Benserazide is neuroprotective and improves functional recovery after experimental ischemic stroke by altering the immune response.

Stroke is a leading cause of permanent disability worldwide. Despite intensive research over the last decades, key anti-inflammatory strategies that have proven beneficial in pre-clinical animal models have often failed in translation. The importance of neutrophils as pro- and anti-inflammatory peripheral immune cells has often been overlooked in ischemic stroke. However, neutrophils rapidly infiltrate into the brain parenchyma after stroke and secrete an array of pro-inflammatory factors including reactive oxygen species, proteases, cytokines, and chemokines exacerbating damage. In this study, we demonstrate the neuroprotective and anti-inflammatory effect of benserazide, a clinically used DOPA decarboxylase inhibitor, using both in vitro models of inflammation and in vivo mouse models of focal cerebral ischemia. Benserazide significantly attenuated PMA-induced NETosis in isolated human neutrophils.

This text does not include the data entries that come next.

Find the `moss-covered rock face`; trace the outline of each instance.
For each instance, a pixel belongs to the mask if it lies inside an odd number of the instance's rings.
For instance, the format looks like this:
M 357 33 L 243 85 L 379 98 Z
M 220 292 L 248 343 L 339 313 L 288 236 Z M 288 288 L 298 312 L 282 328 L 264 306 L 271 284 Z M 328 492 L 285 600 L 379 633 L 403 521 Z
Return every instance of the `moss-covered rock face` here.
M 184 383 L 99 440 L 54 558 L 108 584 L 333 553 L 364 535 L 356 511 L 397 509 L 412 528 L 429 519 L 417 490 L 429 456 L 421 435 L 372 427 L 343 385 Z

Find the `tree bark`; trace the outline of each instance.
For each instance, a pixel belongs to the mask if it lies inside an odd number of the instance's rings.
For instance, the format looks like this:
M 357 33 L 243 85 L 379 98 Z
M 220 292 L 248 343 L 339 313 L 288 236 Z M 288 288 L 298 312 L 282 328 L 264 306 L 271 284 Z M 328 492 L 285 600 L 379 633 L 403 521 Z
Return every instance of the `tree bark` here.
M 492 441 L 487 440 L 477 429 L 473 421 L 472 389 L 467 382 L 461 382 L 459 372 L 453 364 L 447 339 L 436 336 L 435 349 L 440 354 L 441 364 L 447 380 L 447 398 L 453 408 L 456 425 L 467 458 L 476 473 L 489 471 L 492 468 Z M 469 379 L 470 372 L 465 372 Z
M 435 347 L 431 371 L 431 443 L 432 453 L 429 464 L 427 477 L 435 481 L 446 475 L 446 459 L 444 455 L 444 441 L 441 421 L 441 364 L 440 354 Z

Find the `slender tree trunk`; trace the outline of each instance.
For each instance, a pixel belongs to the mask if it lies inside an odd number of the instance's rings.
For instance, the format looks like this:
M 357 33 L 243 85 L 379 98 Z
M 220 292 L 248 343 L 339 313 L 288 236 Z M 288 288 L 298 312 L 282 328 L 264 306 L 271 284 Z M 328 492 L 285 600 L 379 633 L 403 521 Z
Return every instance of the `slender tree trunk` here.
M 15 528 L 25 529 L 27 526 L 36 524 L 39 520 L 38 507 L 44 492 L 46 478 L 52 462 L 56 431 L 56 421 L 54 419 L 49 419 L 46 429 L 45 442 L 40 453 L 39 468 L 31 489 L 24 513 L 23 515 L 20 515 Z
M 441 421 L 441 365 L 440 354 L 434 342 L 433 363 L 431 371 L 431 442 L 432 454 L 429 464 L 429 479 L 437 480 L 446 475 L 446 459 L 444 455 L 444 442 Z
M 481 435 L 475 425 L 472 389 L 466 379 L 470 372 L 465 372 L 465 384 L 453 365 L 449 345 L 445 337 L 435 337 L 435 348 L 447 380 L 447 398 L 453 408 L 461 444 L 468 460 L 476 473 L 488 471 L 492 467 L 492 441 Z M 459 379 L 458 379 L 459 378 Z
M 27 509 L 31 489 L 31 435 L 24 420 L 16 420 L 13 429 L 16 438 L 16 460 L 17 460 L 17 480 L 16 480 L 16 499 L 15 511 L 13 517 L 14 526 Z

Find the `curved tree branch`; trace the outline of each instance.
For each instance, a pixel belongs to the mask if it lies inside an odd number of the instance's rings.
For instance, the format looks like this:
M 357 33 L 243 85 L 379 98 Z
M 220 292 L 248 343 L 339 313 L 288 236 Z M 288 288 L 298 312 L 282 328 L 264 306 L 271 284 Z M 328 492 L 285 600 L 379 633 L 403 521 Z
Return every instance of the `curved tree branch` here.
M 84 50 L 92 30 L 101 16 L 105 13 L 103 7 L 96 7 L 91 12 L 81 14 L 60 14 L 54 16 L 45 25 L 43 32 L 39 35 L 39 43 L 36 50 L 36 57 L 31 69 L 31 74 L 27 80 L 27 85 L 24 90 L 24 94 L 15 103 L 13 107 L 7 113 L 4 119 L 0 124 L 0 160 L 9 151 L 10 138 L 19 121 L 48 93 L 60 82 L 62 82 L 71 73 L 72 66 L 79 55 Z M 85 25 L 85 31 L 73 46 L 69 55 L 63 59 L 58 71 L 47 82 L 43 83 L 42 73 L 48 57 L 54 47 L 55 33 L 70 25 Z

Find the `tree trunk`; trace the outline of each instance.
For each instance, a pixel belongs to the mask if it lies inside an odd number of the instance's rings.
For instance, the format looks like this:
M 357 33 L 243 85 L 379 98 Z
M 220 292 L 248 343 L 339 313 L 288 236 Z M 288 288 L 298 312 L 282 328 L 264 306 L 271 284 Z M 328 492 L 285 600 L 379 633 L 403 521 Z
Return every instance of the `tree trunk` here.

Furthermore, benserazide was able to protect both SH-SY5Y and iPSC-derived human cortical neurons when challenged with activated neutrophils demonstrating the clinical relevance of this study. Additional in vitro data suggest the ability of benserazide to polarize macrophages towards M2-phenotypes following LPS stimulation. Neuroprotective effects of benserazide are further demonstrated by in vivo studies where peripheral administration of benserazide significantly attenuated neutrophil infiltration into the brain, altered microglia/macrophage phenotypes, and improved the behavioral outcome post-stroke. Overall, our data suggest that benserazide could serve as a drug candidate for the treatment of ischemic stroke. The importance of our results for future clinical trials is further underlined as benserazide has been approved by the European Medicines Agency as a safe and effective treatment in Parkinson's disease when combined with levodopa.